19 Mayıs'ta atılan millî temel
19 Mayıs 1919'da Samsun'a çıkan M. Kemal Atatürk, Nutuk'un girişinde Türkiye'nin vaziyetini anlatmıştı. Dün burada verdim. Çok güç şartlarda istiklâl savaşına girdik...
Düşman Polatlı'ya kadar geldi ve top atışları, neredeyse, Ankara'da Meclis'ten duyuluyordu. Çok savundukları Vahidettin İstanbul'da ne yapıyordu? İngilizlerin baskı ve tazyikiyle Mustafa Kemal'i Millî Mücadele emelinden vazgeçirmeye çalışıyor; olmadı idam hükmünü veriyor; olmadı, "Halife" sıfatıyla, Anadolu'nun 30 küsur noktasında isyan çıkarttırıyordu.
Vahidettin'i tümden suçlamak elbette doğru olmaz. Ama basiretsizliğini her fırsatta hatırlatmak gerekir. "Halife" isteseydi, zindana atılmayı ve hatta çarpışarak ölmeyi göze alır, İngilizlere, İtilaf Devletlerine kafa tutar, geri adım attırabilirdi. Çevresine aldandı, Anadolu'da Millî Mücadele yürütenleri kıskananlara aldandı.
Osmanlı-Yeni Türkiye zıtlığıyla meseleyi ele almayalım.

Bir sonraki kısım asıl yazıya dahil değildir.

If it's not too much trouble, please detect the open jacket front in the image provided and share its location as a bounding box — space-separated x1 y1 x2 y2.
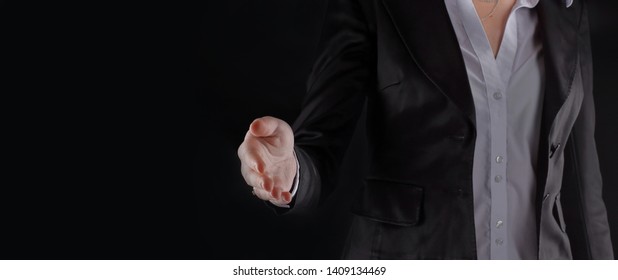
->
273 0 613 259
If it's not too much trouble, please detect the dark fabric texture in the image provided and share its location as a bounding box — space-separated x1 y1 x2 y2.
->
268 0 613 260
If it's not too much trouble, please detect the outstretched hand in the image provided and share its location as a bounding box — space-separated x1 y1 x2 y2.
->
237 116 297 205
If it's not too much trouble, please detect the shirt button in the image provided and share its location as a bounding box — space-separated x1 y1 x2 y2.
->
496 220 504 229
495 239 504 246
543 193 551 201
493 92 503 100
496 156 504 163
494 175 503 183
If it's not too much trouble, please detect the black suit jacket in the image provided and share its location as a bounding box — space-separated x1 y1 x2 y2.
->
271 0 614 259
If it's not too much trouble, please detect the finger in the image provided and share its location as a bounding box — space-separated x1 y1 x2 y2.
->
271 188 292 205
253 187 272 201
238 139 268 174
255 186 290 206
268 175 290 200
241 165 264 189
249 116 282 138
280 191 292 204
241 163 273 192
269 187 280 200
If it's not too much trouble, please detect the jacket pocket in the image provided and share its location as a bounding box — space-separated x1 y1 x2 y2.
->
351 177 424 226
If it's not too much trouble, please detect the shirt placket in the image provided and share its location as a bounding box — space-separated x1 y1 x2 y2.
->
458 0 522 260
488 4 520 260
485 58 508 260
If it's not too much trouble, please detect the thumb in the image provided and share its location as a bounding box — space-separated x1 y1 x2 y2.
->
249 116 283 138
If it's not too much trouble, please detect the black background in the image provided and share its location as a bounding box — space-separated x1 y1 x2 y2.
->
1 0 616 259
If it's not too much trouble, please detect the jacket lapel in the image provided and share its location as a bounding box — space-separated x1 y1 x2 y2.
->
535 0 583 245
381 0 475 125
538 0 582 127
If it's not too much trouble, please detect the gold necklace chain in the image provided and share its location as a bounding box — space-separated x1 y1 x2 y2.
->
476 0 501 21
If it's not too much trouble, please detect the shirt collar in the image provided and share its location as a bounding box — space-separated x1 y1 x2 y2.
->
519 0 540 9
565 0 573 8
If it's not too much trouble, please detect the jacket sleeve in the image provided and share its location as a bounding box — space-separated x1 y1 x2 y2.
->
565 0 614 259
266 0 375 215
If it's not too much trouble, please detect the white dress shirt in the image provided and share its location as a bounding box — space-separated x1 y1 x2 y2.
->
446 0 546 260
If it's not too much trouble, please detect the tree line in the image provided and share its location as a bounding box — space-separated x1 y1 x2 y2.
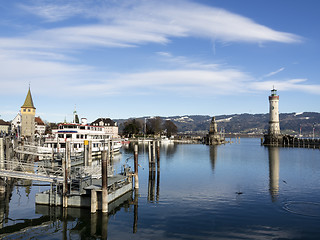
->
121 117 177 137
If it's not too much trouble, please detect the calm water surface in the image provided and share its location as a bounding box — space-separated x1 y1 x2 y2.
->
1 138 320 239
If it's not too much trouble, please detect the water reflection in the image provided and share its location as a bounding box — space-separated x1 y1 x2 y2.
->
133 189 138 234
268 147 280 202
0 191 133 239
0 178 15 229
209 145 217 171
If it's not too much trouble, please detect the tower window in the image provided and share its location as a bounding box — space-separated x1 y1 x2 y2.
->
23 109 26 112
28 109 30 112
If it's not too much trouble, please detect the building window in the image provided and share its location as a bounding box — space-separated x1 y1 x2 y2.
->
66 134 72 138
23 109 26 112
28 109 31 112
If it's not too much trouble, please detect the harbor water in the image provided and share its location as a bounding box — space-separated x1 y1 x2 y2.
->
1 138 320 239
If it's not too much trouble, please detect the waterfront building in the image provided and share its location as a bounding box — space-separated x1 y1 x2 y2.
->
11 113 21 136
20 87 36 138
35 116 46 135
0 119 10 136
91 118 119 138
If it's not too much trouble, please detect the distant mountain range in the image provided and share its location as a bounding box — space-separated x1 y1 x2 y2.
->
115 112 320 137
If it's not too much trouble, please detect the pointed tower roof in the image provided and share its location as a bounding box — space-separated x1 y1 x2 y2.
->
21 87 36 109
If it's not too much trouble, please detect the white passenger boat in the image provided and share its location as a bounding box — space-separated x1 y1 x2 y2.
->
44 123 121 154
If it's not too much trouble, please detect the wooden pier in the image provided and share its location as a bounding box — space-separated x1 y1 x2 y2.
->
0 137 135 214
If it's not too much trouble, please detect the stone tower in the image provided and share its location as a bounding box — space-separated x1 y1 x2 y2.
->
268 88 280 136
205 116 224 145
21 87 36 138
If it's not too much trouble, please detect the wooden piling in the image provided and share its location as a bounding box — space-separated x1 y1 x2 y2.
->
148 141 152 171
62 146 68 208
156 141 160 172
66 142 71 170
134 144 139 189
91 189 97 213
152 141 156 164
0 138 4 169
156 168 160 202
90 210 97 235
111 140 114 159
88 140 92 166
107 140 111 165
84 140 89 166
133 189 138 233
101 150 108 213
101 212 108 239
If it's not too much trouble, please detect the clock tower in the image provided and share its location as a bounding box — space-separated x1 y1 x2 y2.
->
21 87 36 138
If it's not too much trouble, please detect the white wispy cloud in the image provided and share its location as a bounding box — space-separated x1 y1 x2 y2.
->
251 78 320 94
0 0 314 100
263 67 285 78
12 0 301 54
156 52 220 69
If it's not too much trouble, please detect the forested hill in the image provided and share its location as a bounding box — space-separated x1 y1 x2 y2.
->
115 112 320 136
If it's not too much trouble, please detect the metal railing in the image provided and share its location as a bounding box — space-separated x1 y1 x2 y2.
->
0 159 64 182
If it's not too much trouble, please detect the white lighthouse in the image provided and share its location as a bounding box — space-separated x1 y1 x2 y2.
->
268 88 280 135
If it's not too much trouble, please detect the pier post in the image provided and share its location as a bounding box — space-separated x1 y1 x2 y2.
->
62 147 68 208
148 141 152 171
156 141 160 172
107 140 111 165
101 150 108 213
152 141 156 165
156 167 160 202
134 144 139 189
50 183 53 206
91 189 97 213
111 140 114 159
88 140 92 166
133 189 138 233
0 138 4 169
66 141 71 170
90 209 97 236
101 213 108 239
84 140 89 166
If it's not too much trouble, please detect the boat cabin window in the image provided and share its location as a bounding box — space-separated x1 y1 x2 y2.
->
58 134 64 138
80 126 85 130
66 134 72 138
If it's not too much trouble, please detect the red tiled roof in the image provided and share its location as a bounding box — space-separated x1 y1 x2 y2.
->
35 117 45 125
0 119 10 125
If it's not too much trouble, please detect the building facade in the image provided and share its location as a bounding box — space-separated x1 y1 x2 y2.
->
91 118 119 138
35 116 46 135
0 119 10 136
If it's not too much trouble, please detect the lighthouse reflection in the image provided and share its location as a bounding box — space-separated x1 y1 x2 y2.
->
268 147 280 202
209 145 218 171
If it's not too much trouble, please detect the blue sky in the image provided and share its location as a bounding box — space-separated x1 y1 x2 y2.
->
1 0 320 123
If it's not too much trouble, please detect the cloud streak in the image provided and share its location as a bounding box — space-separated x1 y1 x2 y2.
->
11 0 301 54
264 67 285 78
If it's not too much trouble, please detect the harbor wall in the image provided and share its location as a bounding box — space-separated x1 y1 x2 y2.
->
263 134 320 149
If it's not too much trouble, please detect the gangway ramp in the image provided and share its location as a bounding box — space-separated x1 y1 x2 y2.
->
0 159 63 183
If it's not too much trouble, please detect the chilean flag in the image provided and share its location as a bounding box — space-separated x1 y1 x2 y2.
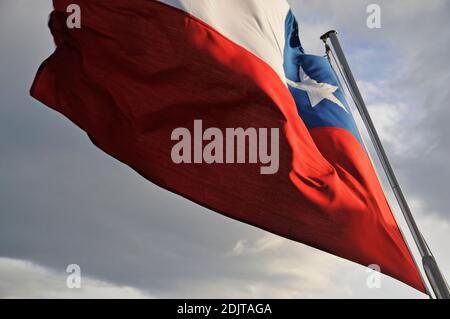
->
31 0 425 292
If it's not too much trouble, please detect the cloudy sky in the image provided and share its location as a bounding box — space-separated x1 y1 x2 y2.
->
1 0 449 298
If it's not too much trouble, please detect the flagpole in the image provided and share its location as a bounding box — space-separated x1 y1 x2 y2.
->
320 30 450 299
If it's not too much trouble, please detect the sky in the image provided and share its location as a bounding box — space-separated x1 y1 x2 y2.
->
0 0 449 298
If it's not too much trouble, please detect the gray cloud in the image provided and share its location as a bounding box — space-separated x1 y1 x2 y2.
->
0 257 151 298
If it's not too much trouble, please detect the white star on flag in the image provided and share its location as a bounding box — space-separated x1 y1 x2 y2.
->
286 66 348 113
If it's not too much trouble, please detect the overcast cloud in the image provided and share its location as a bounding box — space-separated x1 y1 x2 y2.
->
0 0 449 298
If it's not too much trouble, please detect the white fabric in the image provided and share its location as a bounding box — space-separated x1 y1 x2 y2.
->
158 0 289 83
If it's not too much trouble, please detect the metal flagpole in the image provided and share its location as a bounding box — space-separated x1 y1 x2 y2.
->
320 30 450 299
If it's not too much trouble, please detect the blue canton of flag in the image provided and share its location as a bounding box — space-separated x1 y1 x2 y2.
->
283 11 363 145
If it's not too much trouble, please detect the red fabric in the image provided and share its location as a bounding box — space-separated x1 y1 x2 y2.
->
31 0 425 292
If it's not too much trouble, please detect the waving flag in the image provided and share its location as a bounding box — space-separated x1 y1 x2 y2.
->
31 0 425 292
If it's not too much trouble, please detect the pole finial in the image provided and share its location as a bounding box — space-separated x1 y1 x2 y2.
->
320 30 337 43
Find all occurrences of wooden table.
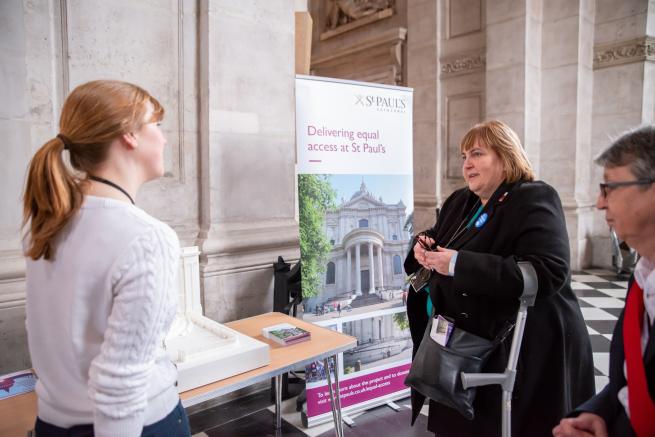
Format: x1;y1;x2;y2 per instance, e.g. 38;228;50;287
0;312;356;437
0;389;36;436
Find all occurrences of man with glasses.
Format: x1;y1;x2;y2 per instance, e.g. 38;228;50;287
554;125;655;437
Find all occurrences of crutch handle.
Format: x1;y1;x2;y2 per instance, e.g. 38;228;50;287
517;261;538;306
461;370;517;391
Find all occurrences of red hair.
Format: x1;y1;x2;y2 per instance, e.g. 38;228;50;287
23;80;164;260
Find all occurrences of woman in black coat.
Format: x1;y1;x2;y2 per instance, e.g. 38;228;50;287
405;120;595;436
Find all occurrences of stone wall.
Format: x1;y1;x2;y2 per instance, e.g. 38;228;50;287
589;0;655;266
438;0;487;214
310;0;654;270
406;0;441;231
2;0;653;375
309;0;408;85
0;0;300;374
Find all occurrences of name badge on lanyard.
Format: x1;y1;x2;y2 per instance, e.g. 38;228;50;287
430;314;455;346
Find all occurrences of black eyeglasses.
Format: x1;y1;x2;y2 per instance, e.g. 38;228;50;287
416;231;436;251
599;179;655;198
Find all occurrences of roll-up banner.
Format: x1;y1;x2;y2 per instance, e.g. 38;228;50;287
295;75;414;426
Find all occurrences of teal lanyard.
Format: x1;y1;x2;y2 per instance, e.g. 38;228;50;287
425;287;433;317
465;204;484;229
424;204;485;317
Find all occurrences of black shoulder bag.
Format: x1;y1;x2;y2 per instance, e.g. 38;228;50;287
404;312;514;420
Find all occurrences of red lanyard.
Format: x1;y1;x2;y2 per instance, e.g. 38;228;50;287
623;280;655;436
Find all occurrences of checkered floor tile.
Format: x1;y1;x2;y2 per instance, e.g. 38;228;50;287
571;270;626;393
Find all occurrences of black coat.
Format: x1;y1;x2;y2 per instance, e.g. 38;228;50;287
572;277;655;437
404;180;595;437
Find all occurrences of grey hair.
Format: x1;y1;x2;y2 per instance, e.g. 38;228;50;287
595;125;655;180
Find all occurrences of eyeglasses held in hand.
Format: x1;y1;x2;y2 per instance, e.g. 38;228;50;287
599;179;655;198
416;231;436;251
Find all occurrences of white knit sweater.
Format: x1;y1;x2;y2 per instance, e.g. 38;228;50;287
26;196;180;436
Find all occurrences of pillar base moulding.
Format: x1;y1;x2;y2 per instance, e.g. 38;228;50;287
560;198;596;212
199;220;300;276
413;194;440;232
563;204;596;271
170;223;203;247
0;252;28;309
413;193;438;210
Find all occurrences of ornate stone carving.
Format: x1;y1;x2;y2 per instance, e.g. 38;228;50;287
594;37;655;69
440;52;486;78
312;27;407;85
326;0;395;30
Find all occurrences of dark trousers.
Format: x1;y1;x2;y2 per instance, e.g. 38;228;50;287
34;400;190;437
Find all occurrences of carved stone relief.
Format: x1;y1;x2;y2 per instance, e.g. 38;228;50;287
594;37;655;69
311;28;406;85
311;0;404;85
326;0;395;30
440;51;486;78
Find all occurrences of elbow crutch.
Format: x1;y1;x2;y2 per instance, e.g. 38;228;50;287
460;261;538;437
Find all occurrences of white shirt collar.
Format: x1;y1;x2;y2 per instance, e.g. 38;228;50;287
634;256;655;326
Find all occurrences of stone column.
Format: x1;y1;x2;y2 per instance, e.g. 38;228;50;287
355;243;362;295
376;245;384;289
485;0;596;269
346;247;352;294
539;0;595;269
589;1;654;267
407;0;440;231
198;0;300;321
368;242;376;294
0;0;43;374
485;0;542;172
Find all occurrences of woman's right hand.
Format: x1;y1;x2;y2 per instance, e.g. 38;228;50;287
413;235;435;269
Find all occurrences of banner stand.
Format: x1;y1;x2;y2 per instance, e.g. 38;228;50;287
302;387;409;427
296;75;414;428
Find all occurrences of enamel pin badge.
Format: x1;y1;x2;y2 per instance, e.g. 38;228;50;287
475;212;488;228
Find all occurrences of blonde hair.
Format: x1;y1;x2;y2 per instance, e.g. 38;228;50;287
460;120;535;183
22;80;164;260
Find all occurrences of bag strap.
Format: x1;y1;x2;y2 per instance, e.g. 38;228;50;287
429;307;514;347
492;320;515;347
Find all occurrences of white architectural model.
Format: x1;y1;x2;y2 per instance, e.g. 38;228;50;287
165;247;270;392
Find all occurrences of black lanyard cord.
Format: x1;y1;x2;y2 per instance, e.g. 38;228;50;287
88;175;135;205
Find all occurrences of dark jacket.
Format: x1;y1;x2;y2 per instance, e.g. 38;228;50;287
571;277;655;437
404;180;595;437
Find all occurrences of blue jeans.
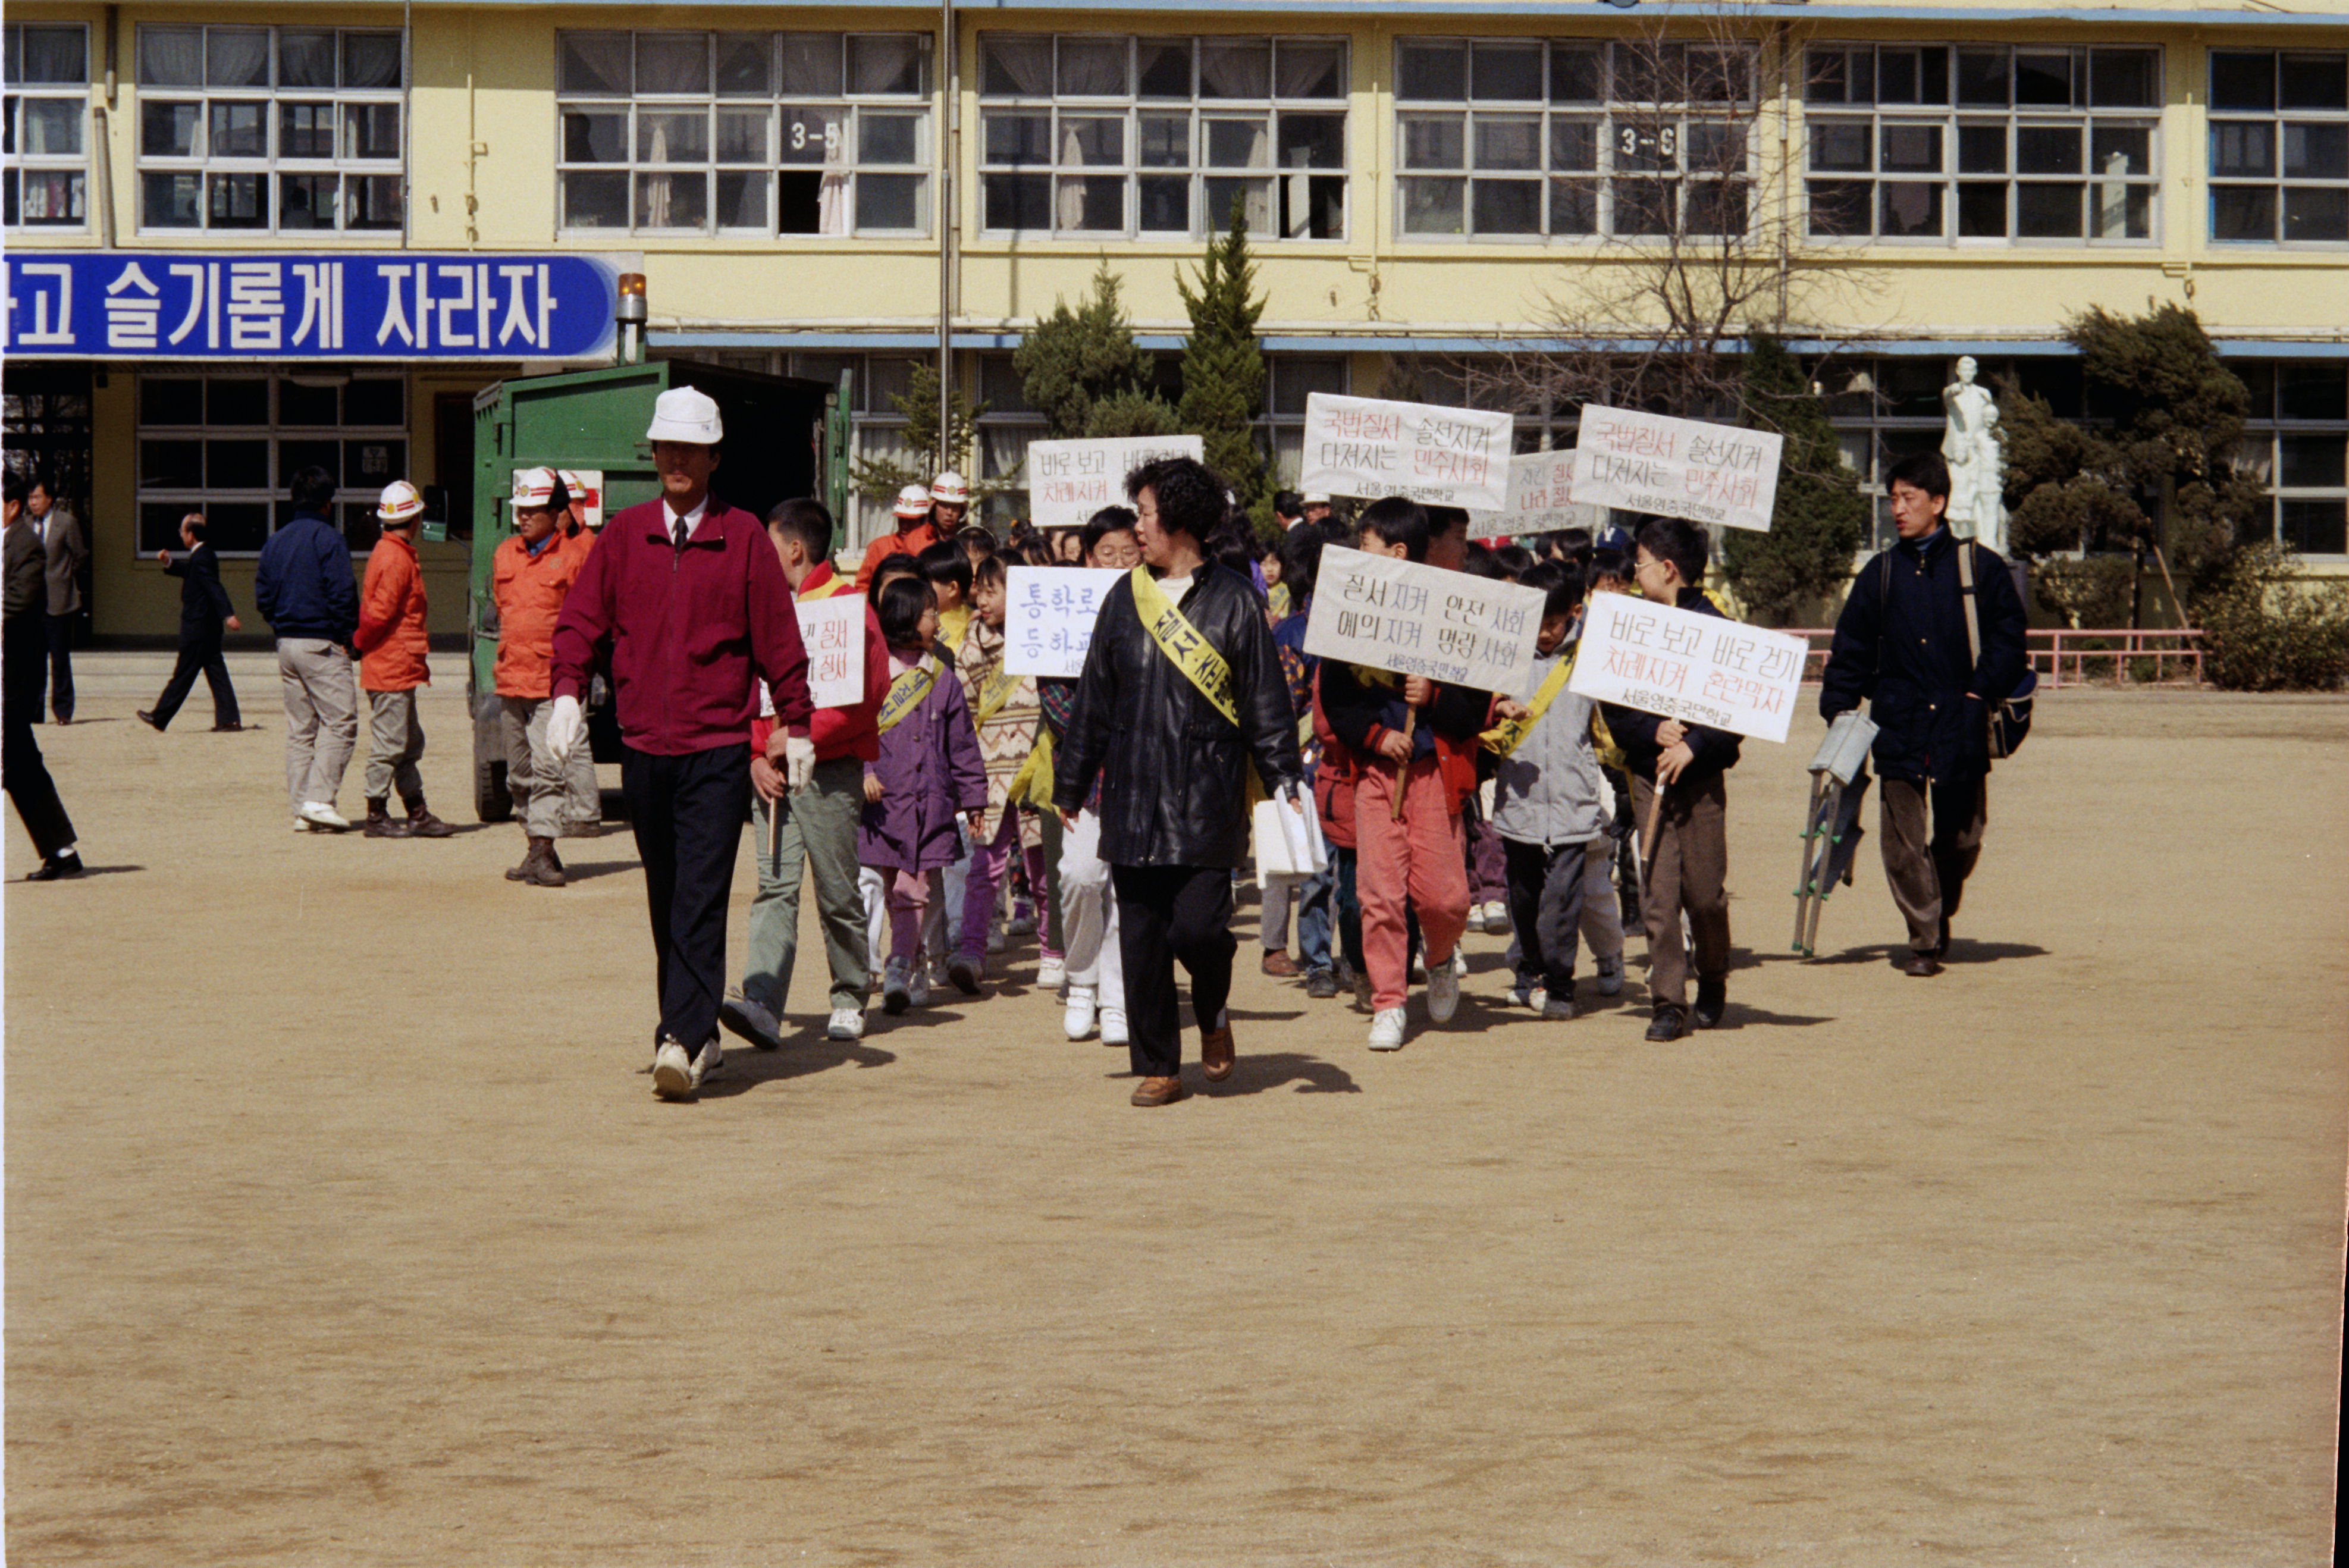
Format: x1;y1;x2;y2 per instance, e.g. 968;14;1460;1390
1294;866;1334;971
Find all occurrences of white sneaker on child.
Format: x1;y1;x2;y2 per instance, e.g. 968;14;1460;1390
1062;985;1097;1041
1099;1006;1128;1046
1368;1008;1407;1051
827;1008;865;1041
1037;954;1067;990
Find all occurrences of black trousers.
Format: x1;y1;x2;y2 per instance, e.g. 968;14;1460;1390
1880;775;1987;953
622;743;749;1050
151;632;241;729
4;614;75;858
1501;836;1591;993
42;610;74;722
1112;862;1237;1079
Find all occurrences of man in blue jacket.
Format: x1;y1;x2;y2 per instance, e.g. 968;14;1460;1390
1820;451;2028;977
253;466;360;832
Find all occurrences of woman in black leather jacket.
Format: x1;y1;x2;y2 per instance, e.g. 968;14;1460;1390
1055;457;1304;1107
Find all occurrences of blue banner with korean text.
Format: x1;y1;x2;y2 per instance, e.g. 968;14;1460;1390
2;252;617;360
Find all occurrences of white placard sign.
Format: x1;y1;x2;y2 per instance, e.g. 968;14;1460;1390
1025;435;1205;529
1299;393;1513;511
1003;566;1121;678
1567;406;1784;532
794;594;867;709
1567;593;1807;744
1466;449;1604;539
1302;545;1547;696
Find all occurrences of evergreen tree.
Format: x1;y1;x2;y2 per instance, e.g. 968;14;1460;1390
1178;200;1275;536
1014;262;1176;441
849;362;1002;506
1717;335;1870;625
2000;302;2264;626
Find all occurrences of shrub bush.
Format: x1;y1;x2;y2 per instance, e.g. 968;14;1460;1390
2199;545;2349;691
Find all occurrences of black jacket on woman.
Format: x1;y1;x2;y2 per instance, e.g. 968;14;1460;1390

Yoksa geçmişimizi inkâr etmiş oluruz. Nevzuhur değiliz; Osmanlı'dan neş'et ettik. Silsile geriye doğru gider ve köklerimize iner. Cumhuriyet'in ilk yıllarında ister istemez, geçmişin umutlarını söndürmek için, Osmanlı yönetimine aşırı yüklenilmiş, yeni bir istikamet tayin edilmiştir. Tarih orada duruyor; ne üstü örtülebilir, ne yok sayılabilir. Sonunda, taşlar yerli yerine oturtulunca tabiî bağ kurulur.